Mission: To respond thoughtfully and responsibly to my experiences of drinking and dining at restaurants with regard to the quality, service, preparation, presentation and overall experience received thereat. The standpoint is one who respects the crafts of the chef and sommelier and who seeks to understand their choices in the kitchen and cellar and grow in knowledge. In this, I will seek to be fair, reasoned, direct and constructive and aim to keep my ego in check on our mutual journeys through the worlds of food and wine.
Tuesday, July 30, 2013
2008 Alexandria Nicole Quarry Butte with T-Bone steak
Quick note on the 2008 Alexandria Nicole Quarry Butte red blend we had with a T-Bone steak at home last night. We'd bought it from the vineyard during a road trip through Yakima Valley and loved the taste. Figured seven years in bottle was about right.

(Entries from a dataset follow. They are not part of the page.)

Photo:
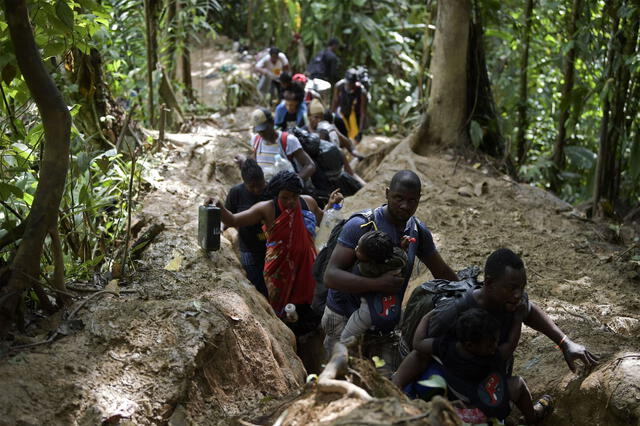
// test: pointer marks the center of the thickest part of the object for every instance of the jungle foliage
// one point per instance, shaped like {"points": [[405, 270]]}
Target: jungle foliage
{"points": [[564, 77]]}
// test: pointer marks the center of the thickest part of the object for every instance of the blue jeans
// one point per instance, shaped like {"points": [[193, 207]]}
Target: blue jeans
{"points": [[253, 264]]}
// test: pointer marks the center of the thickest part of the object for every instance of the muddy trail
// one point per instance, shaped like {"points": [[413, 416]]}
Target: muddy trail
{"points": [[187, 340]]}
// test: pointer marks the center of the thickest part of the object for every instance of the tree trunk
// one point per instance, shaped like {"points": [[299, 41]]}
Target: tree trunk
{"points": [[56, 122], [151, 35], [480, 104], [444, 122], [170, 63], [96, 100], [425, 64], [606, 151], [522, 122], [558, 159], [186, 69]]}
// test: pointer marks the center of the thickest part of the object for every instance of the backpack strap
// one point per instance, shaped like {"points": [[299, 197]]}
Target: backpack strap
{"points": [[256, 143]]}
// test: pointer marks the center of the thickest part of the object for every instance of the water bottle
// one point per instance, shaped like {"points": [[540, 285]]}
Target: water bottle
{"points": [[281, 164], [269, 172], [290, 313], [330, 219], [209, 227]]}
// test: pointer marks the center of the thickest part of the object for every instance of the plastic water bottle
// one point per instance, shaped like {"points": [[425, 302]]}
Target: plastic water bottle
{"points": [[209, 227], [331, 218], [269, 172], [290, 312], [281, 164]]}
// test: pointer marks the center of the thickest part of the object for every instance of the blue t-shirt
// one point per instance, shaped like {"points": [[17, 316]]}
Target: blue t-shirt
{"points": [[346, 303]]}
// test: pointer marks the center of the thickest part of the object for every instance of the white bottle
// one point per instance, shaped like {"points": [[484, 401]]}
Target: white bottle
{"points": [[330, 219], [290, 312], [281, 164], [269, 172]]}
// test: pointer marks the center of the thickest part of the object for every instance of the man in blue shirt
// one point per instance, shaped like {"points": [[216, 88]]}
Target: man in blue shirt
{"points": [[396, 219]]}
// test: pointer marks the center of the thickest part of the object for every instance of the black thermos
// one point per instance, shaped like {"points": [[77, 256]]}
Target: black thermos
{"points": [[209, 227]]}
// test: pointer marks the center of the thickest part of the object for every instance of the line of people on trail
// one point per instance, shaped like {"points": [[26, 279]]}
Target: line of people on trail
{"points": [[465, 331], [295, 91]]}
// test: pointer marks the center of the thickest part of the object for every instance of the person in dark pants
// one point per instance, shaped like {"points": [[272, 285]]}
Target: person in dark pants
{"points": [[324, 64], [252, 239]]}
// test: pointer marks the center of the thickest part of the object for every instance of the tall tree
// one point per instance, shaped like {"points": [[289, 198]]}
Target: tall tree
{"points": [[151, 8], [56, 122], [523, 95], [444, 121], [558, 157]]}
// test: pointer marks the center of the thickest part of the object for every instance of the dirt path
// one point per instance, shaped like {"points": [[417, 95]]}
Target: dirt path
{"points": [[195, 343]]}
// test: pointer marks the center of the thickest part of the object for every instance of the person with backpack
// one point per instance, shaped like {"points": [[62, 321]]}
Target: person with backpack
{"points": [[292, 111], [346, 285], [350, 104], [252, 238], [270, 145], [289, 221], [502, 294], [270, 66], [324, 64]]}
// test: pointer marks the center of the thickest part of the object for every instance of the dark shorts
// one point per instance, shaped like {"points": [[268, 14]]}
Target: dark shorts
{"points": [[253, 264]]}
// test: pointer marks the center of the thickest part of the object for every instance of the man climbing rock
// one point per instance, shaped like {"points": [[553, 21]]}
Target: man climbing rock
{"points": [[503, 295], [396, 219]]}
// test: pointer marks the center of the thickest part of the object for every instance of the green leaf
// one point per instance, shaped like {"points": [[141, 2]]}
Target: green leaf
{"points": [[64, 13], [378, 362], [7, 189], [475, 133]]}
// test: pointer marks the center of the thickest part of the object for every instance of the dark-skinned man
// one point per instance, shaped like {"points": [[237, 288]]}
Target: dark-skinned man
{"points": [[269, 143], [503, 295], [396, 219]]}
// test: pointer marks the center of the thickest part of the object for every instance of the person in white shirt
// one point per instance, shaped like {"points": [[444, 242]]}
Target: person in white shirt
{"points": [[270, 67], [269, 143]]}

Predominantly Cabernet Sauvignon with Merlot and Syrah, also small amounts of Malbec, Cab Franc and Petit Verdot. Aged in 60% new French oak and 40% Two year old French Oak for 20 months. Whatever that means.
Lovely voluptuous chewy body, full sweet plums yet low sugar with good acidity, and a chewy finish with velvet tannins. Had that unmistakeable Washington terroir, a rich cherry note in the mouth. Lovely balance with the tannins evened out and the balance probably at its peak. Great with the steak. Sadly was the last bottle, but got some of our favourite Stella Maris tucked away for future steak. Washington red blends are total belter with steak.
Amazon notes say "Quarry Butte is an elegantly expressive five varietal blend that packs a punch for the value, capturing the unique terroir of Destiny Ridge Vineyard. Itas beautiful bouquet is loaded with an alluring, aromatic mix of black currants, vanilla, peppercorn, and cocoa. The palate is ripe with blackberry, cherry, rich and supple tannins, hints of cedar and elegant oak-spice that lead to a balanced structure and lengthy finish."